В гостиной у Скрябиных Александр Николаевич играл свою Третью сонату. Хрупкая, утонченная до прозрачности мелодия, царила в комнате, но каждый из слушателей чувствовал в ней свое. Татьяна Федоровна не столько слушала музыку, сколько восторженно смотрела на исполнителя, впрочем, для нее небесная мелодия как бы материализовалась в этом человеке в пестрой жилетке, с бородкой и пышными усами. Вера Ивановна сидела с печальным и усталым лицом. Борис же Федорович выражал глубокомыслие, делая в блокноте какие-то заметки. Пробило два часа ночи, а Скрябин все играл и играл.
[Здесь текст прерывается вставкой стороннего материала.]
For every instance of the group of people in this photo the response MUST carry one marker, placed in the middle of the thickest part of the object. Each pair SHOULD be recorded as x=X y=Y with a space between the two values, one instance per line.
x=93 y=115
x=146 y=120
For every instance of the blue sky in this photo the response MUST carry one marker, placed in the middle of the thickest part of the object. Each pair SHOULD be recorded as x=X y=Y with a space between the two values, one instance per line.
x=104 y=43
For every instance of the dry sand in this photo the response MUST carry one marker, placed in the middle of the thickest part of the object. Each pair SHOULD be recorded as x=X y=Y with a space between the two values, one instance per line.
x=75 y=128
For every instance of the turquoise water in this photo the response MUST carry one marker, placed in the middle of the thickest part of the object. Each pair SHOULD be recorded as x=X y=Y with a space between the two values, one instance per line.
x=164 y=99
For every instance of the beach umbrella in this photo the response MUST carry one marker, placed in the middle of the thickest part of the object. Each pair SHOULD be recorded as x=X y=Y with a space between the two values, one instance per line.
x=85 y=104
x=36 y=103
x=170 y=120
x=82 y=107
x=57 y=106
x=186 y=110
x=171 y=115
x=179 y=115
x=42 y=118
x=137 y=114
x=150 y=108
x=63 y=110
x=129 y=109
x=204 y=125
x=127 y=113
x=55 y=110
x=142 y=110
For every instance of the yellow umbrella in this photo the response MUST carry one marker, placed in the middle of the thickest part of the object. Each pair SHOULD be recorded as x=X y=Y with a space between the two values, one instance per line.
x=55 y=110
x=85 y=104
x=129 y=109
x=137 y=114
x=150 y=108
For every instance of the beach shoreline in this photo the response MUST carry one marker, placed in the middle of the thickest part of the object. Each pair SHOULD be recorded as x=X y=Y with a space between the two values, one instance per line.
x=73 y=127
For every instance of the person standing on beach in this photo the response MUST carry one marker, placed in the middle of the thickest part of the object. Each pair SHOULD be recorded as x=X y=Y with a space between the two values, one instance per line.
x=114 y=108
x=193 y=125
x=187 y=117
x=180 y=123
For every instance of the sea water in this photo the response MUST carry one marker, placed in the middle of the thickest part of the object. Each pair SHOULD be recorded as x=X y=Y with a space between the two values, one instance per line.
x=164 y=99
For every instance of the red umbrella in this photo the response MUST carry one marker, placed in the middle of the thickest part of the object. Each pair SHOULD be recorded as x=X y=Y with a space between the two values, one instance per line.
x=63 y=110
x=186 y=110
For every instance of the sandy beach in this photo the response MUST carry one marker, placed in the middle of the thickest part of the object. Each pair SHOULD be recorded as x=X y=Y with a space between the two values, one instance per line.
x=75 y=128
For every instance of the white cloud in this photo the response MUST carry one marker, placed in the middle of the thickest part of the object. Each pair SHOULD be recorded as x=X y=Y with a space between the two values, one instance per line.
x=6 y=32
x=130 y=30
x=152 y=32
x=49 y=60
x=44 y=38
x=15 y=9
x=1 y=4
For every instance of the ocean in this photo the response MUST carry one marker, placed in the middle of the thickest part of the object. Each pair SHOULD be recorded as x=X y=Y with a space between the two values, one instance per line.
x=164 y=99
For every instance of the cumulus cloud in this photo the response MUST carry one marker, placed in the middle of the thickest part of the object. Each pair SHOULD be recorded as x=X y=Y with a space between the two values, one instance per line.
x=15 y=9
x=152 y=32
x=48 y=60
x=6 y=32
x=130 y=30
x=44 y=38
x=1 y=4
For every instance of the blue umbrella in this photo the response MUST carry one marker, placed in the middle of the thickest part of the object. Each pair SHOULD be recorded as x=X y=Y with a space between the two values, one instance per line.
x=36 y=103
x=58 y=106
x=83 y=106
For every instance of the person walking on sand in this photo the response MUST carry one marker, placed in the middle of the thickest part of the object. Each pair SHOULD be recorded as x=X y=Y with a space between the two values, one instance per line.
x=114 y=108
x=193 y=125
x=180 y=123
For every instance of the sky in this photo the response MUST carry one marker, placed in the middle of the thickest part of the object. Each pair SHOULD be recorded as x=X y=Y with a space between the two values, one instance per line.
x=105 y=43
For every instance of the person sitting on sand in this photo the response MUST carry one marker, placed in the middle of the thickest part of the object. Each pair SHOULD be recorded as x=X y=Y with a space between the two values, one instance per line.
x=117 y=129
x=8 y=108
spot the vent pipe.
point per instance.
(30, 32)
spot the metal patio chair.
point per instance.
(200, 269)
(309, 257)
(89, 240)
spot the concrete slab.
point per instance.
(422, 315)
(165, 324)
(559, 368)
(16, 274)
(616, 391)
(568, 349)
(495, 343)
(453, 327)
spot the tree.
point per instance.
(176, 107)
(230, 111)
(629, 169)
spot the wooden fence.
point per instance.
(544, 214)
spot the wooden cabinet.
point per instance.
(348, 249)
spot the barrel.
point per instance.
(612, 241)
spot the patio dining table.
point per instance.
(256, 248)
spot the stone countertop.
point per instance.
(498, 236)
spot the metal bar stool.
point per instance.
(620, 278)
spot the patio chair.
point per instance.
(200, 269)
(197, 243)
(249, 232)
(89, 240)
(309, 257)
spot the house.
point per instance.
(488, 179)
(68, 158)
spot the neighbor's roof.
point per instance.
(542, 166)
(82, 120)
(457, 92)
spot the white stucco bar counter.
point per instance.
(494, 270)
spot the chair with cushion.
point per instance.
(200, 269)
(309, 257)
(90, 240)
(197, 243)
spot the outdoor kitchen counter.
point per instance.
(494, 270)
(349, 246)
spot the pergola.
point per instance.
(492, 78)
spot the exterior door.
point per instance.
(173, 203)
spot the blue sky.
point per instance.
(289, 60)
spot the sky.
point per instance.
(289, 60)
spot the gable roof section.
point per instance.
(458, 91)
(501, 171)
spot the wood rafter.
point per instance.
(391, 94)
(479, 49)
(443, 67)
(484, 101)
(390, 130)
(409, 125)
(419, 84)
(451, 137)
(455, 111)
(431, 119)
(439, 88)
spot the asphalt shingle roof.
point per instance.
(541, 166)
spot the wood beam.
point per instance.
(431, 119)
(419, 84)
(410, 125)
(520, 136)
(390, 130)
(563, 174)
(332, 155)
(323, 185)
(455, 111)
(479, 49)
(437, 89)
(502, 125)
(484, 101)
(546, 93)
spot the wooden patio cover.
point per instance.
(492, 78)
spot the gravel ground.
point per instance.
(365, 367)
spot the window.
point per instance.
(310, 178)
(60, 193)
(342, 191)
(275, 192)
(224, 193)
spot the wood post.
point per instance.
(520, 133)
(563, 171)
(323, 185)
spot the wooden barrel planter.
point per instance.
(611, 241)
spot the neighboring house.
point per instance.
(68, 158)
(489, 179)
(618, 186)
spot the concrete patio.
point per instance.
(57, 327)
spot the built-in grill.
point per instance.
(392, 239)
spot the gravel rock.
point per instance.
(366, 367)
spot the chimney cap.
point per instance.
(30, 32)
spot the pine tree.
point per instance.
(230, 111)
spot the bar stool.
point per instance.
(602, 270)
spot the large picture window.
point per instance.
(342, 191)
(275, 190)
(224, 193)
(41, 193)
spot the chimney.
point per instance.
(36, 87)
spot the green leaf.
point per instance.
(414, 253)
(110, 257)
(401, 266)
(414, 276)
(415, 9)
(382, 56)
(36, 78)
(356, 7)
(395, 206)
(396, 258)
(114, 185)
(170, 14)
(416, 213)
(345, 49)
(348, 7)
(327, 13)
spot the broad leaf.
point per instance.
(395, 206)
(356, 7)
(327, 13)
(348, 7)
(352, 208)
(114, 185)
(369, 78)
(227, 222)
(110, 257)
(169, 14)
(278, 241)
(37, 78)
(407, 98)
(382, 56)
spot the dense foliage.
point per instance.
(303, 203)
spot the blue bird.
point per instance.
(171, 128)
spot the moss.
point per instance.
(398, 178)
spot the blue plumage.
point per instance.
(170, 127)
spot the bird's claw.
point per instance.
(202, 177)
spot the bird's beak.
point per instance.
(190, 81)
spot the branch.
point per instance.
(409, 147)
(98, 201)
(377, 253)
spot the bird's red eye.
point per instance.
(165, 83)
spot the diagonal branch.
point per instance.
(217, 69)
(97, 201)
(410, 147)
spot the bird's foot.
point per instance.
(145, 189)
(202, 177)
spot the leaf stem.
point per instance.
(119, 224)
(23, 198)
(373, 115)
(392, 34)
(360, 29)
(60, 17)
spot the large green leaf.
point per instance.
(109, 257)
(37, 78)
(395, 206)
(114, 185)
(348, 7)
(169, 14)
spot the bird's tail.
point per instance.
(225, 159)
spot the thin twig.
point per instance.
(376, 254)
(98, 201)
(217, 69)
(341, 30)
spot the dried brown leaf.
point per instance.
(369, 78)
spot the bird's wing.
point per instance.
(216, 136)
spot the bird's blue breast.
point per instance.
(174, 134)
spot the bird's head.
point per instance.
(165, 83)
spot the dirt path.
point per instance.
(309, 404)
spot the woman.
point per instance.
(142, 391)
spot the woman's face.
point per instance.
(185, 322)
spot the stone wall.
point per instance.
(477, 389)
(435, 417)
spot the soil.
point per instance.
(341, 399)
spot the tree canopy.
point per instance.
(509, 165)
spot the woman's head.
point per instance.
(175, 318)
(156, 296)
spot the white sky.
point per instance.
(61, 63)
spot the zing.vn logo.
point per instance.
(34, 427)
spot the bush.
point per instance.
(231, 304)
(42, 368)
На очередной музыкальной ассамблее у Сергея Ивановича Танеева говорили о Скрябине, нынешнем возмутителе спокойствия. Были здесь люди известные, малоизвестные и вовсе неизвестные, всего десятка три. Кроме самого Хозяина, были здесь Лядов, Аренский, Рахманинов, с мрачным, демоническим видом сидевший в стороне, знакомый нам молодой критик Леонтий Михайлович и прочие дамы и господа.
— Господа, — горячо говорил Леонтий Михайлович, — лично меня раздражает даже сам факт, что симфония Скрябина почему-то в шести частях… и с хором в финале… С места в карьер… Сразу под Девятую симфонию Бетховена… Не более не менее…
— Нет, господа, — сказал Аренский, и на полутатарском лице его явилась язвительная улыбка, — я решительно настаиваю, что в афише ошибка… Следовало вместо „симфония“ напечатать „какофония“… В этом, с позволения сказать, сочинении тридцать-сорок минут тишина нарушается нагроможденными друг на друга без смысла диссонансами… Это не симфония, а именно нарушение тишины.
— Уши отдыхают в антракте, когда музыканты настраивают инструменты, — поддакнул кто-то из второстепенных и захохотал.
Несколько человек, также из второстепенных, его поддержали.
— Неудивительно, что в публике кричали — долой с эстрады, — сказал кто-то.
— А все Танеев, Сергей Иванович, — сказал Аренский. — Наш любимый друг, чья доверчивость и простодушие вошли в поговорку… Во-первых, в качестве профессора Сергей Иванович пригласил казачьего есаула Сафонова, тот, разумеется, сразу же Скрябина на щит, свел его еще с одним милым, доверчивым человеком, Митрофаном Петровичем Беляевым, благо милые, доверчивые люди у нас на Руси в избытке, и пошла писать губерния… Глинковская премия, зарубежное турне… А что здесь показывать загранице, господа?.. Ведь прав Цезарь Кюи — Скрябин — это украденная шкатулка с неизвестными рукописями Шопена.
— Ну, уж ты, Антоний, тоже чересчур, — сказал Танеев, — Цезарю Кюи вообще все чужое не по вкусу, особенно, если оно авторитетами не освящено… А вот Стасов, например… У меня со Стасовым был как-то разговор, и он мне сказал, что просто удивлен, сколько людей восстановлено против Скрябина…
— Да, Стасову лишь бы поновей и чтоб на солнце блестело, — вскричал Аренский. — А ты у Толи Лядова спроси… Ему Беляев удружил, поручил просмотреть корректуру скрябинской симфонии… Прачке Толе чужое белье стирать.
— Это верно, удружил дорогой Митрофан, — добродушно захохотал Лядов, — двенадцать дней в поте лица трудился… Ну уж и симфония… Скрябин смело может подать руку Рихарду Штраусу… господи, да куда же девалась музыка… Со всех концов, со всех щелей лезут декаденты… Помогите, святые угодники… Я избит, избит, как Дон-Кихот пастухами… После Скрябина Вагнер превратился в грудного младенца со сладким лепетом… Куда бежать от такой музыки… — И, вдоволь наговорившись и нахохотавшись, Лядов вытер глаза платком.